Daniel Cawdrey, one of the Westminster Divines and a minister who was ejected from his pulpit by the Act of Uniformity in 1662, in his book Independencie a Great Schism (London, 1657, pp. 142-143), makes the point that the Protestant Reformation was not the start of a new church, but only the reform of the church of God which already existed.

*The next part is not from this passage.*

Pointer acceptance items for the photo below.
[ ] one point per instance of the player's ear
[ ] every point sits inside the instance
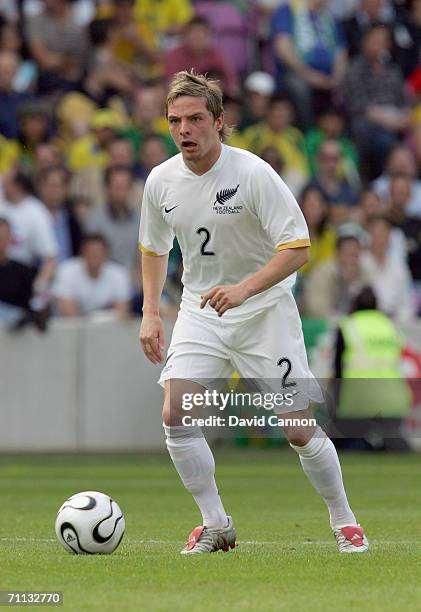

When Judah was carryed away captive to Babylon, with all her Priests and Levites, and all the materialls of their National Church-state, the Temple destroyed, &c.  It may seem, that their whole Church-State was ceased, as to their Ceremonial worship, for 70 years together;  It might be asked, "How then it was possible to revive that lost Church-State without a miracle?"  The answer may be, That God preserved the seed of that Church at Babylon; partly in preserving the people there, a remnant of his circumcised people; partly in reserving the holy vessels, useful for their worship, and partly in keeping the Line and Genealogy of the priesthood entire; so that when all these were brought back to Jerusalem, they had no need of a miracle, to revive their Church-State; or to build a new Temple; but only to purge and repair the old and to set up the instituted services, in their power and purity.  The application is so easy that the Reader will outrun me:  So, when Antichrist had usurped tyrannically (like another Nebuchadnezer) over all Churches, ruind particular Churches, corrupted the Ordinances of Christ, World, worship, discipline, yet God reserved secretly, some true believers, and some professors, together with so much of his Ordinances, as to Substantials; and necessary ingredients to a Church, a Ministry, and baptism, &c., that when he stirred up the heart of Luther, and other Ministers (like another Zerubbabel) and some people to Separate themselves from the Romish tyrannie and corruptions in doctrine and worship, they needed no miracle to beginne a new Church; but some being ministers of the Gospell, so made in their Ordination, and all being baptized, they did not raise a new Church; but onely purged the old.